Our production environment has undergone software upgrades and now I'm working
with:
Hadoop 0.20.2-cdh3u0
Apache Pig version 0.8.0-cdh3u0
HBase 0.90.1-cdh3u0
My research indicates that these all OUGHT to play together nicely... I would kill for someone to
publish a compatibility grid for the misc versions.
Anyway, I'm trying to load from HBase :
visitors = LOAD 'hbase://track' USING org.apache.pig.backend.hadoop.hbase.HBaseStorage('open:browser
open:ip open:os open:createdDate', '-caching 1000')

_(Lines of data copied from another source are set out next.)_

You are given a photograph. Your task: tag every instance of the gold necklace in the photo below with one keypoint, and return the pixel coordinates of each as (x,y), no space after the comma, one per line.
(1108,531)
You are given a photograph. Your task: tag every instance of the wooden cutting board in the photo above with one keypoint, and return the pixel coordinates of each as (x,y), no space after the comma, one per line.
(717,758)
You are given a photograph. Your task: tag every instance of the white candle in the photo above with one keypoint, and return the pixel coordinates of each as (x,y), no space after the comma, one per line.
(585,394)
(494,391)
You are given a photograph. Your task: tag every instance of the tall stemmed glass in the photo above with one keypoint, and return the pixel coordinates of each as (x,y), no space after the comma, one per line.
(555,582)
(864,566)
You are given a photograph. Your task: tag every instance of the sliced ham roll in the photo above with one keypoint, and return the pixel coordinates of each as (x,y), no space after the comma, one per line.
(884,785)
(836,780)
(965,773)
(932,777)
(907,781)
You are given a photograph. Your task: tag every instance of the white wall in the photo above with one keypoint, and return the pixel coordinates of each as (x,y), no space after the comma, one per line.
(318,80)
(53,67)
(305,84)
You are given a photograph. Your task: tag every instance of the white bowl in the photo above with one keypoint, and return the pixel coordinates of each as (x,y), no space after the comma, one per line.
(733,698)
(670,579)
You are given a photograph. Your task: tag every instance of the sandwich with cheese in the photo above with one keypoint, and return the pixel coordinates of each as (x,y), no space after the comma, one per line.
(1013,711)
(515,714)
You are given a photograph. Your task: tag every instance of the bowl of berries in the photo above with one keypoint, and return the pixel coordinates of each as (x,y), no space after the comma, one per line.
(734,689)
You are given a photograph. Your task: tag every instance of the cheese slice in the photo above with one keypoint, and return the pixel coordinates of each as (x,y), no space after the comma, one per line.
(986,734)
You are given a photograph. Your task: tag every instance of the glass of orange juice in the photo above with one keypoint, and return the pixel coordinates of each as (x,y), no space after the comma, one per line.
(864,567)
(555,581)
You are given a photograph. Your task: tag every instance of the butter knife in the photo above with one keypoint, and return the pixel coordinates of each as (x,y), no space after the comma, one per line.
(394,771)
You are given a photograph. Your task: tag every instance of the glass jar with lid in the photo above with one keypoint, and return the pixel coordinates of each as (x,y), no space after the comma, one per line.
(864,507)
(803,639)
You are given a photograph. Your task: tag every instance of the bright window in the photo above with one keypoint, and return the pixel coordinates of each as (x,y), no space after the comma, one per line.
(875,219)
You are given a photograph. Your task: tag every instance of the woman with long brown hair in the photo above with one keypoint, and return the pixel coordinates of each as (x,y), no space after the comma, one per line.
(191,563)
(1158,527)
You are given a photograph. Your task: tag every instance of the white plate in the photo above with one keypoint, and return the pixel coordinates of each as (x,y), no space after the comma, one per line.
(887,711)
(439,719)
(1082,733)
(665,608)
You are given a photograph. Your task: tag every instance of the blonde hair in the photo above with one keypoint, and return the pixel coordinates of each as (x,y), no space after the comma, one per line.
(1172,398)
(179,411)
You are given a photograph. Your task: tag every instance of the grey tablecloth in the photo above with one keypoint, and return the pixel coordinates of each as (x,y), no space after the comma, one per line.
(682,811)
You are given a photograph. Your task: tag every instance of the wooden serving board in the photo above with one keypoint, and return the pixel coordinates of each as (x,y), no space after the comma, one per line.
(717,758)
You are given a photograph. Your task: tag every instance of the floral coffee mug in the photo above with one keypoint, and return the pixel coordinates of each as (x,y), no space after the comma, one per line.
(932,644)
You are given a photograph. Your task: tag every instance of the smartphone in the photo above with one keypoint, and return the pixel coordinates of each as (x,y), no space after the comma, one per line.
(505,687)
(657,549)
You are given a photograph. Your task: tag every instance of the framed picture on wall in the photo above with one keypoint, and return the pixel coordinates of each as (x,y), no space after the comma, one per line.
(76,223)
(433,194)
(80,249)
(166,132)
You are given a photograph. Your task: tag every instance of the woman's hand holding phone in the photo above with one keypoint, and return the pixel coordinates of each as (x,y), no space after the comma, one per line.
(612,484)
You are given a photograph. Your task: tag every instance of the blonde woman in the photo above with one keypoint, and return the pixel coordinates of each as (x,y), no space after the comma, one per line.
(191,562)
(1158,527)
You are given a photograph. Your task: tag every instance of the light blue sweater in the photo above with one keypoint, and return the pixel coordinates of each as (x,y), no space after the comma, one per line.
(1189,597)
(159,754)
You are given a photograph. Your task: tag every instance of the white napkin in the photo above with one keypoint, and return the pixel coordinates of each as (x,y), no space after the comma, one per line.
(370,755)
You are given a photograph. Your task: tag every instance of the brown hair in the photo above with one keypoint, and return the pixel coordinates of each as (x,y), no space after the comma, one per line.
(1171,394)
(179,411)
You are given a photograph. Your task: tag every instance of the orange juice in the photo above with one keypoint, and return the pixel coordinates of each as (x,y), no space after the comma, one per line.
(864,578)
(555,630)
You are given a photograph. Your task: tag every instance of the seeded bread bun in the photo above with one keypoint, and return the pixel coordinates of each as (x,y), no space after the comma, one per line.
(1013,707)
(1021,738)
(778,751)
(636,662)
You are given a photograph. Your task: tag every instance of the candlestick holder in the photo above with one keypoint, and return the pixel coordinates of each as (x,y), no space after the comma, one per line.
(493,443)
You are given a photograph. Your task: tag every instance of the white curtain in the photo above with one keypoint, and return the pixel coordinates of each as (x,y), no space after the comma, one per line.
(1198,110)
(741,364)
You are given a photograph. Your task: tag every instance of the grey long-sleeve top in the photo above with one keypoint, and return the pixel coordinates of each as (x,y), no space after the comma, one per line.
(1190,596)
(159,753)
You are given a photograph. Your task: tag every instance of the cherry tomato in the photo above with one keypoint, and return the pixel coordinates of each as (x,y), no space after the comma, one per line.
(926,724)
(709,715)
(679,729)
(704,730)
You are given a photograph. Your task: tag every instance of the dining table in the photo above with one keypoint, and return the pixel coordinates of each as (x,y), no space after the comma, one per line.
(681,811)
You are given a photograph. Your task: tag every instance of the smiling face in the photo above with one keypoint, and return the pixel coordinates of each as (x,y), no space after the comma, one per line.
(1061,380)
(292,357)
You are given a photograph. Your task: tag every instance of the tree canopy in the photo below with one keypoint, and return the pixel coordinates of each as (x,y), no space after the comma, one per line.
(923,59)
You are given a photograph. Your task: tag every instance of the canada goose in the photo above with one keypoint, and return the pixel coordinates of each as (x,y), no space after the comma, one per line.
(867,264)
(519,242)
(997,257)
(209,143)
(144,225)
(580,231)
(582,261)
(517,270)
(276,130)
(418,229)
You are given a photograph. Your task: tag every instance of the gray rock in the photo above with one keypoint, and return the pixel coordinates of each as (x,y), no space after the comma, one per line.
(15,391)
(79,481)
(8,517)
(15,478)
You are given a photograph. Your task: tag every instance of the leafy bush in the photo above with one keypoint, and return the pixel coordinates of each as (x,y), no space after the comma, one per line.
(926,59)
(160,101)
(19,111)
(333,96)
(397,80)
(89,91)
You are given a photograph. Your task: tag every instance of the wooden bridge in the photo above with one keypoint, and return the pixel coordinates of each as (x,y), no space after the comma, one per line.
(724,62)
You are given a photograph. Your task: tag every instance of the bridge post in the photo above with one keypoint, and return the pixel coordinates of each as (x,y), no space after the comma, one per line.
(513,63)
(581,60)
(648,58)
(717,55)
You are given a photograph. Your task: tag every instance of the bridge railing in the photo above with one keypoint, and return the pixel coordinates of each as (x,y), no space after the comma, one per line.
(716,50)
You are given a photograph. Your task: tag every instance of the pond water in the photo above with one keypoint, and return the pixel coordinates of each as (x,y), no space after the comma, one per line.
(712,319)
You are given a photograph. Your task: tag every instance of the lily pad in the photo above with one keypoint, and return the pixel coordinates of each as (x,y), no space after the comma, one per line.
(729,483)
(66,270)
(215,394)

as (browser:chararray, ipAddress:chararray,
os:chararray, createdDate:chararray);
And I'm receiving the following error, which searching around seems to be indicative of
compatibility issues between pig and hadoop:
ERROR 2999: Unexpected internal error. Failed to create DataStorage
java.lang.RuntimeException: Failed to create DataStorage
at
org.apache.pig.backend.hadoop.datastorage.HDataStorage.init(HDataStorage.java:75)
at
org.apache.pig.backend.hadoop.datastorage.HDataStorage.<init>(HDataStorage.java:58)
at
org.apache.pig.backend.hadoop.executionengine.HExecutionEngine.init(HExecutionEngine.java:196)
at
org.apache.pig.backend.hadoop.executionengine.HExecutionEngine.init(HExecutionEngine.java:116)
at org.apache.pig.impl.PigContext.connect(PigContext.java:184)
at org.apache.pig.PigServer.<init>(PigServer.java:243)
at org.apache.pig.PigServer.<init>(PigServer.java:228)
at org.apache.pig.tools.grunt.Grunt.<init>(Grunt.java:46)
at org.apache.pig.Main.run(Main.java:545)
at org.apache.pig.Main.main(Main.java:108)
Caused by: java.io.IOException: Call to hadoop001/10.0.0.51:8020 failed on local exception:
java.io.EOFException
at org.apache.hadoop.ipc.Client.wrapException(Client.java:775)
at org.apache.hadoop.ipc.Client.call(Client.java:743)
at org.apache.hadoop.ipc.RPC$Invoker.invoke(RPC.java:220)
at $Proxy0.getProtocolVersion(Unknown Source)
at org.apache.hadoop.ipc.RPC.getProxy(RPC.java:359)
at
org.apache.hadoop.hdfs.DFSClient.createRPCNamenode(DFSClient.java:106)
at org.apache.hadoop.hdfs.DFSClient.<init>(DFSClient.java:207)
at org.apache.hadoop.hdfs.DFSClient.<init>(DFSClient.java:170)
at
org.apache.hadoop.hdfs.DistributedFileSystem.initialize(DistributedFileSystem.java:82)
at
org.apache.hadoop.fs.FileSystem.createFileSystem(FileSystem.java:1378)
at org.apache.hadoop.fs.FileSystem.access$200(FileSystem.java:66)
at org.apache.hadoop.fs.FileSystem$Cache.get(FileSystem.java:1390)
at org.apache.hadoop.fs.FileSystem.get(FileSystem.java:196)
at org.apache.hadoop.fs.FileSystem.get(FileSystem.java:95)
at
org.apache.pig.backend.hadoop.datastorage.HDataStorage.init(HDataStorage.java:72)
... 9 more
Caused by: java.io.EOFException
at java.io.DataInputStream.readInt(DataInputStream.java:375)
at
org.apache.hadoop.ipc.Client$Connection.receiveResponse(Client.java:501)
at org.apache.hadoop.ipc.Client$Connection.run(Client.java:446)
Am I actually running incompatible versions? Should I bug the Cloudera folks?
--
Jameson Lopp
Software Engineer
Bronto Software, Inc.